23Rejoice ye in that day, and leap for joy: for, behold, your reward is great in heaven: for in the like manner did their fathers unto the prophets.
- So what is the obstacle to union with God, that being hated removes from us? It is our desperate desire to have other people approve of us. Your fear of man must be destroyed, if you would be united to God.
- For Paul says in Galatians 1:10, Do I now persuade men, or God? or do I seek to please men? for if I yet pleased men, I should not be the servant of Christ.
- Whose servant are you? A servant of heaven, or a servant of man’s constantly changing opinions?
- So there is a blessing, for those who suffer evil, for the Son of man’s sake.

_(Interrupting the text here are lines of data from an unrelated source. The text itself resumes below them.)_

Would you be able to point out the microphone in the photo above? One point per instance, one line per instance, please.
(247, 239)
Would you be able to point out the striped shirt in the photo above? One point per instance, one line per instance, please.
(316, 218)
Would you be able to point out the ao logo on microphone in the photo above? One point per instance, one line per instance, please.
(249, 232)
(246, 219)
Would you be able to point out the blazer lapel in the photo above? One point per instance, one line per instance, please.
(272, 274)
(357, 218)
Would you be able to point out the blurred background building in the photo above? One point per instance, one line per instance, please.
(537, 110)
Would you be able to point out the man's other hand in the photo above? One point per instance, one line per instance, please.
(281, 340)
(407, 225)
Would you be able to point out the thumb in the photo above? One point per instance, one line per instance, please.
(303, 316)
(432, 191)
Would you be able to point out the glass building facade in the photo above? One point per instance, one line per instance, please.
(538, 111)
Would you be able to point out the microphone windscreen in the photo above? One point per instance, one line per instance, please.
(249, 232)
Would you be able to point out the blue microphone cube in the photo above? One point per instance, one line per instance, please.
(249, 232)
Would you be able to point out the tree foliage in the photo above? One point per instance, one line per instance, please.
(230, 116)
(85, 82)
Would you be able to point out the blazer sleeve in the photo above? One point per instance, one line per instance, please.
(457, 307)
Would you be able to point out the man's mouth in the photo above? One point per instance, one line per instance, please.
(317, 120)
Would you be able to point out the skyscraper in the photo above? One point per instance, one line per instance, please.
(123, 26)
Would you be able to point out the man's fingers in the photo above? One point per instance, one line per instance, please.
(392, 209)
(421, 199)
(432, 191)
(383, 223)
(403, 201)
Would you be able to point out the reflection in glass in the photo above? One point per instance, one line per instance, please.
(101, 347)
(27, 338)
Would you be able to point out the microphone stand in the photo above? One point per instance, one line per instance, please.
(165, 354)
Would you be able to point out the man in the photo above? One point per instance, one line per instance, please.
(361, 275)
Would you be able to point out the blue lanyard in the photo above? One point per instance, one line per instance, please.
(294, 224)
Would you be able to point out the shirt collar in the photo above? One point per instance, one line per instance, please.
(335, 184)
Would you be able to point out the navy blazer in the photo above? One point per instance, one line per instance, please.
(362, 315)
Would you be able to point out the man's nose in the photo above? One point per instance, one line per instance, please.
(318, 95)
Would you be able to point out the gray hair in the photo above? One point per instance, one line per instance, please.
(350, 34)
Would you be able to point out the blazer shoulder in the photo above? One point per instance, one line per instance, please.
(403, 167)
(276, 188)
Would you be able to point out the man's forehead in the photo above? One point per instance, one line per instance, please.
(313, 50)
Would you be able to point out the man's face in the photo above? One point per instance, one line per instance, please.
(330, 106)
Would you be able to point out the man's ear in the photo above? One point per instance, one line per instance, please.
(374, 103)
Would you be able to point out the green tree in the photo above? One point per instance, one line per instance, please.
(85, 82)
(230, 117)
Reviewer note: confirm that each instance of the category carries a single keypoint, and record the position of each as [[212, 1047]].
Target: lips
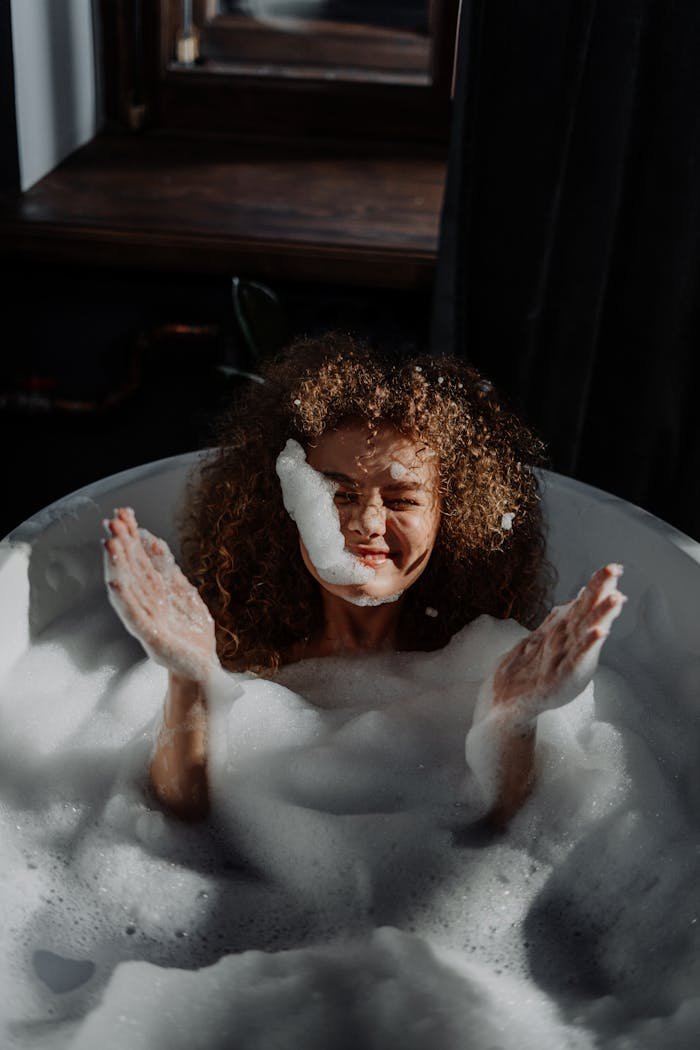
[[374, 557]]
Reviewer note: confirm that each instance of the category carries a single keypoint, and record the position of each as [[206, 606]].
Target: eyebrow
[[395, 486]]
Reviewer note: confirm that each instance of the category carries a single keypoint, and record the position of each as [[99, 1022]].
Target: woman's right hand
[[155, 602]]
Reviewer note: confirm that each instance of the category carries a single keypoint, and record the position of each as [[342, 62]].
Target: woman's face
[[388, 503]]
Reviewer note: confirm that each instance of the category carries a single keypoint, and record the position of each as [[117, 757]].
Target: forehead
[[349, 450]]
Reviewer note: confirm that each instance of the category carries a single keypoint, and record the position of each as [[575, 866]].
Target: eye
[[401, 503]]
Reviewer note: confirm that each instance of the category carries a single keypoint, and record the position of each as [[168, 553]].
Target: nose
[[367, 518]]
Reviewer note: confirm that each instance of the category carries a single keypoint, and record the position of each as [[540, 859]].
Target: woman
[[439, 516]]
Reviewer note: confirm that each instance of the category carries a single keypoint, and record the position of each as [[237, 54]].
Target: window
[[372, 69]]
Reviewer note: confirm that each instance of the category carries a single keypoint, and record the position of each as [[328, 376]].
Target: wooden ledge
[[304, 213]]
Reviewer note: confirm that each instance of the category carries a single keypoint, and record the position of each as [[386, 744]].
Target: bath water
[[344, 891]]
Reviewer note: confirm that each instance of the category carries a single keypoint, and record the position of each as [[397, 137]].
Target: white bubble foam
[[309, 499], [343, 887]]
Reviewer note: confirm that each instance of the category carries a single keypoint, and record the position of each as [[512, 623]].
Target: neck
[[349, 628]]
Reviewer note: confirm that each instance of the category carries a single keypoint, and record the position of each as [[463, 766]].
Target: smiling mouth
[[373, 558]]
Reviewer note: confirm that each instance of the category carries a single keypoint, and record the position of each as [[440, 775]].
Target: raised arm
[[547, 669], [161, 608]]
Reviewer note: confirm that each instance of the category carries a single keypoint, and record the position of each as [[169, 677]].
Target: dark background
[[110, 370], [569, 272]]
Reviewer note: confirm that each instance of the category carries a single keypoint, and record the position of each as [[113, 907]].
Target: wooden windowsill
[[306, 213]]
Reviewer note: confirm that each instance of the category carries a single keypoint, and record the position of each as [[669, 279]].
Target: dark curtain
[[569, 266]]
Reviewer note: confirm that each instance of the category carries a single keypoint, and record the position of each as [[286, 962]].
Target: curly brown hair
[[240, 547]]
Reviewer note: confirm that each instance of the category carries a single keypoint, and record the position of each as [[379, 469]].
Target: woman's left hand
[[556, 662]]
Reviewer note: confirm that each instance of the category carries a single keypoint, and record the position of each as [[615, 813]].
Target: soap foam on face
[[309, 500], [342, 886]]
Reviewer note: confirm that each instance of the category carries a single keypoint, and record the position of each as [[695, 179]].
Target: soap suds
[[309, 500], [344, 884]]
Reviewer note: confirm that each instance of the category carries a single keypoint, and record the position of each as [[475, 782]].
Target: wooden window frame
[[296, 93]]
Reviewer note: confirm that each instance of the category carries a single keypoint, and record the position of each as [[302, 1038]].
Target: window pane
[[410, 15]]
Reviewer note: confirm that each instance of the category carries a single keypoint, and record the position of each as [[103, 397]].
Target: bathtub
[[51, 564]]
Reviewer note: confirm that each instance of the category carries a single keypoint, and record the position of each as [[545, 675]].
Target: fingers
[[600, 585]]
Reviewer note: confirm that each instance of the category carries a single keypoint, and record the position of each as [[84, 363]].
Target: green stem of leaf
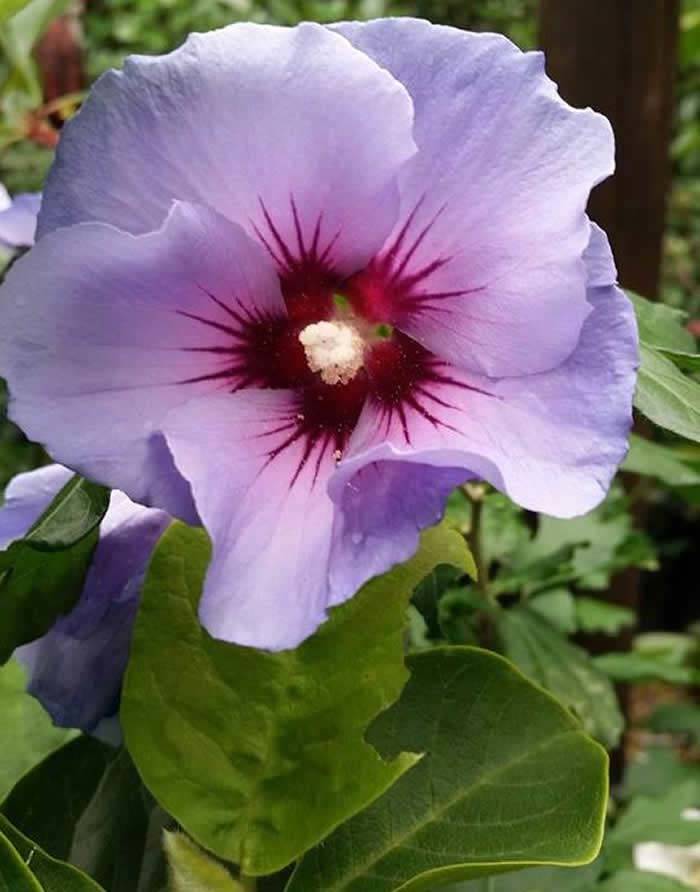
[[475, 494]]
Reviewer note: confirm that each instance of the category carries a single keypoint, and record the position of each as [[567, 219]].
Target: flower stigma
[[333, 349]]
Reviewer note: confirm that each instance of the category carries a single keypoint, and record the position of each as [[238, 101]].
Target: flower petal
[[486, 259], [379, 517], [265, 507], [252, 121], [27, 496], [102, 333], [76, 669], [18, 220], [551, 441]]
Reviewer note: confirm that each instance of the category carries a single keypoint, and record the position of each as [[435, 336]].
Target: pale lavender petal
[[266, 509], [252, 121], [552, 441], [380, 514], [102, 333], [18, 220], [76, 669], [485, 263], [26, 498]]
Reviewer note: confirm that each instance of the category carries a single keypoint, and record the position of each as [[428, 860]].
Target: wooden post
[[619, 56]]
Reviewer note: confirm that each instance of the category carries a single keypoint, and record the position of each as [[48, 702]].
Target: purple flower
[[299, 283], [18, 219], [76, 669]]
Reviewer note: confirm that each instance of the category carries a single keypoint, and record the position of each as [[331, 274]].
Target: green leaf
[[14, 875], [74, 513], [638, 667], [638, 881], [658, 819], [508, 780], [563, 669], [42, 575], [677, 718], [655, 770], [666, 396], [237, 743], [62, 784], [9, 8], [33, 736], [110, 841], [52, 875], [662, 462], [540, 879], [661, 326], [593, 615], [688, 362], [558, 607], [29, 20], [192, 870]]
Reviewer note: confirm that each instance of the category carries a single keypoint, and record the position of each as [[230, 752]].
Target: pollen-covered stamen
[[333, 349]]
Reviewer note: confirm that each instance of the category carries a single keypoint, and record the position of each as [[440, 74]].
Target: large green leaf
[[60, 785], [661, 326], [52, 875], [561, 667], [32, 737], [111, 841], [662, 462], [540, 879], [41, 576], [237, 743], [14, 874], [666, 396], [508, 780]]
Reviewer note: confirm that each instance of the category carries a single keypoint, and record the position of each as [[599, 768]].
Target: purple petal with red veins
[[484, 267], [102, 333], [550, 441], [260, 489], [290, 132]]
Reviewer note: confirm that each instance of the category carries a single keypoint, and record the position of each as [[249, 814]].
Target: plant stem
[[475, 494]]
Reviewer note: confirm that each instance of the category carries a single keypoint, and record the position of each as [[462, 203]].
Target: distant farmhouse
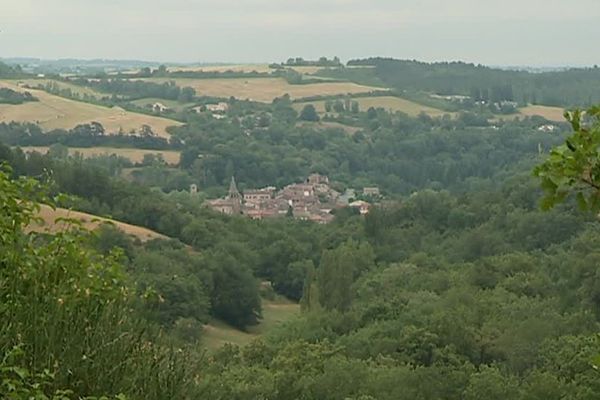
[[311, 200], [217, 110]]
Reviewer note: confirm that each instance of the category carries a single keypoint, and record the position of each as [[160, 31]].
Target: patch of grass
[[54, 112], [555, 114], [51, 223], [75, 89], [134, 155], [265, 89], [172, 104], [387, 102]]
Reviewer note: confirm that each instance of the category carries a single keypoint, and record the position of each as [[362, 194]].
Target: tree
[[574, 167], [309, 113], [337, 272]]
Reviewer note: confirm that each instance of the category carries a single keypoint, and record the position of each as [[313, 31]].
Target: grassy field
[[134, 155], [321, 125], [90, 222], [275, 312], [147, 102], [387, 102], [75, 89], [52, 112], [223, 68], [266, 89], [550, 113]]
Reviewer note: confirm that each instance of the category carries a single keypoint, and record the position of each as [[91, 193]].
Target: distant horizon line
[[233, 63]]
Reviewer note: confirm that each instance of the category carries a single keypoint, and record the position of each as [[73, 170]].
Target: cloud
[[499, 32]]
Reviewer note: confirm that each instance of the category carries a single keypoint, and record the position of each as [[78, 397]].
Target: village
[[312, 200]]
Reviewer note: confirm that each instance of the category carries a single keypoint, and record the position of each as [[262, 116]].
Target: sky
[[499, 32]]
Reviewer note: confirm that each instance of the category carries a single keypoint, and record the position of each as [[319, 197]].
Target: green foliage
[[9, 96], [574, 168], [68, 309], [309, 113]]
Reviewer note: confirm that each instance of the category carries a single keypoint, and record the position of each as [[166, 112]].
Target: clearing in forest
[[243, 68], [52, 224], [55, 112], [275, 312], [555, 114], [265, 89], [134, 155]]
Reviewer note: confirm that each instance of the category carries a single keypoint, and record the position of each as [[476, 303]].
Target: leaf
[[581, 201]]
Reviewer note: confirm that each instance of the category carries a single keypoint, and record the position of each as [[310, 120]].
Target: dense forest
[[452, 292], [475, 278], [570, 87]]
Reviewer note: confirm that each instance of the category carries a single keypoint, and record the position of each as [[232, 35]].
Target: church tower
[[234, 197]]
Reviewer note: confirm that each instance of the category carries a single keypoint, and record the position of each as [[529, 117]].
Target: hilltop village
[[312, 200]]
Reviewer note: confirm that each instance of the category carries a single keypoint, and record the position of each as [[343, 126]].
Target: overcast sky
[[499, 32]]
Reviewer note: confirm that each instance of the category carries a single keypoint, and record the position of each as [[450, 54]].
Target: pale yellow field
[[276, 312], [134, 155], [550, 113], [76, 89], [52, 112], [266, 89], [90, 222], [223, 68], [387, 102]]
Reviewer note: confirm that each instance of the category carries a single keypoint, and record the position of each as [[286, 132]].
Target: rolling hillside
[[134, 155], [52, 112], [266, 89], [387, 102], [51, 223]]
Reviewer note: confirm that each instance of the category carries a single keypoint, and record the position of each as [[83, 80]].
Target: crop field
[[53, 112], [387, 102], [275, 313], [52, 224], [75, 89], [550, 113], [134, 155], [223, 68], [266, 89], [322, 125]]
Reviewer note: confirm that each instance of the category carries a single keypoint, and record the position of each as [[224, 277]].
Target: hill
[[134, 155], [54, 112], [386, 102], [51, 223], [265, 89]]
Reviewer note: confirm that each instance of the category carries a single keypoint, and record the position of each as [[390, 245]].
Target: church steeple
[[233, 192]]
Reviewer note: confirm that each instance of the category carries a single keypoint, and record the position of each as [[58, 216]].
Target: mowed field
[[266, 89], [75, 89], [223, 68], [134, 155], [275, 312], [387, 102], [90, 222], [53, 112], [555, 114]]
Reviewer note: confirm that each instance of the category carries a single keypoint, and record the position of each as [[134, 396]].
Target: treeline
[[230, 253], [568, 88], [136, 89], [321, 62], [10, 72], [9, 96], [398, 153]]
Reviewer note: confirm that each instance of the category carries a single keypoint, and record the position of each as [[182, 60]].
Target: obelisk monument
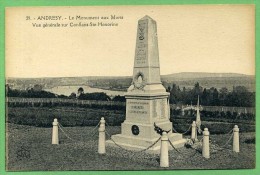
[[147, 102]]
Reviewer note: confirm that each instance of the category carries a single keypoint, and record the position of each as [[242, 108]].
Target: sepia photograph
[[155, 87]]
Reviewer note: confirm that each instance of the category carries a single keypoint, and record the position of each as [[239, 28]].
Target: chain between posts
[[179, 151], [131, 150], [181, 133], [223, 147]]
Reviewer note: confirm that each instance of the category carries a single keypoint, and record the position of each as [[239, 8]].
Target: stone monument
[[147, 102]]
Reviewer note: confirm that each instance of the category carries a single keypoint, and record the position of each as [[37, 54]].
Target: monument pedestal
[[135, 143], [147, 102], [143, 112]]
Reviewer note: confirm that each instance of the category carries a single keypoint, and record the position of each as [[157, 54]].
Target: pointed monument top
[[198, 103]]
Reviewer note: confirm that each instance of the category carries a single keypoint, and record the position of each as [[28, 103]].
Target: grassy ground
[[29, 148]]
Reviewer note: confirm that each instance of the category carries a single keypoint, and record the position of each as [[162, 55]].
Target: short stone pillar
[[236, 139], [164, 155], [205, 145], [193, 131], [102, 137], [55, 134]]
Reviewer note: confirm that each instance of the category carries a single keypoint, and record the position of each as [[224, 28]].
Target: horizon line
[[131, 75]]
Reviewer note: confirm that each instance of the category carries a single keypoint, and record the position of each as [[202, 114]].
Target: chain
[[223, 147], [62, 129], [181, 133], [134, 151]]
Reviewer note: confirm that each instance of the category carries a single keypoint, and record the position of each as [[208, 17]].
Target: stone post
[[205, 145], [236, 139], [164, 155], [55, 134], [194, 131], [102, 137]]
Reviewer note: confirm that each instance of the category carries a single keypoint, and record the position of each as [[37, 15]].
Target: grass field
[[29, 148]]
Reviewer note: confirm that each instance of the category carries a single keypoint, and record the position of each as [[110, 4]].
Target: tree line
[[239, 96]]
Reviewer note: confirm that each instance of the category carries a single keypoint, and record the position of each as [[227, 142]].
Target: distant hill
[[184, 79]]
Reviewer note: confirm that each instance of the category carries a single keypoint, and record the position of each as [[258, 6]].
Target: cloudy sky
[[202, 38]]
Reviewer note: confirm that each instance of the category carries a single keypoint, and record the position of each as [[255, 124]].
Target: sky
[[191, 38]]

- It says in 1 Peter 1:18-21, Servants, be submissive to your masters with all fear, not only to the good and gentle, but also to the harsh. For this is commendable, if because of conscience toward God one endures grief, suffering wrongfully. For what credit is it if, when you are beaten for your faults, you take it patiently? But when you do good and suffer, if you take it patiently, this is commendable before God. For to this you were called, because Christ also suffered for us, leaving us an example, that you should follow His steps.
- And in James 5:10-11 it says likewise,My brethren, take the prophets, who spoke in the name of the Lord, as an example of suffering and patience. Indeed we count them blessed who endure. You have heard of the perseverance of Job and seen the end intended by the Lord—that the Lord is very compassionate and merciful.
- So Jesus wants to fortify you, to give you courage, by the promise of a great reward in heaven. Of winning heaven’s approval, God’s commendation, that you were faithful unto death.
- It says in Acts 5:41 after the apostles were beaten for preaching Jesus, And they departed from the presence of the council, rejoicing that they were counted worthy to suffer shame for his name.
Conclusion
- Are we worthy to suffer for Jesus? We should want to be. Because Jesus suffered for us.
- And the more that you imitate Jesus, the more you will get to experience His blessedness. By faith and baptism we are united to God in this life, but that union is partial and imperfect. We still struggle with sin, and doubt, and fears.
- And so hear these four blessings as an invitation to a more intimate union with God. Ask Christ to remove the obstacles in your heart that are holding you back from experiencing the blessedness Jesus wants to give.
- Paul says in 2 Corinthians 8:9, For ye know the grace of our Lord Jesus Christ, that, though he was rich, yet for your sakes he became poor, that ye through his poverty might be rich.
- Jesus became poor for a season to make you rich forever. Jesus hungered for a season to make you full forever. Jesus sorrowed unto death, weeping in Gethsemane, but now he who sits in the heavens laughs his enemies to scorn. Jesus was hated by men, so that He could give you God’s everlasting love. So go to Him, go to His cross, go to God, from whom all blessings flow. In the name of the Father, and the Son, and the Holy Spirit, Amen.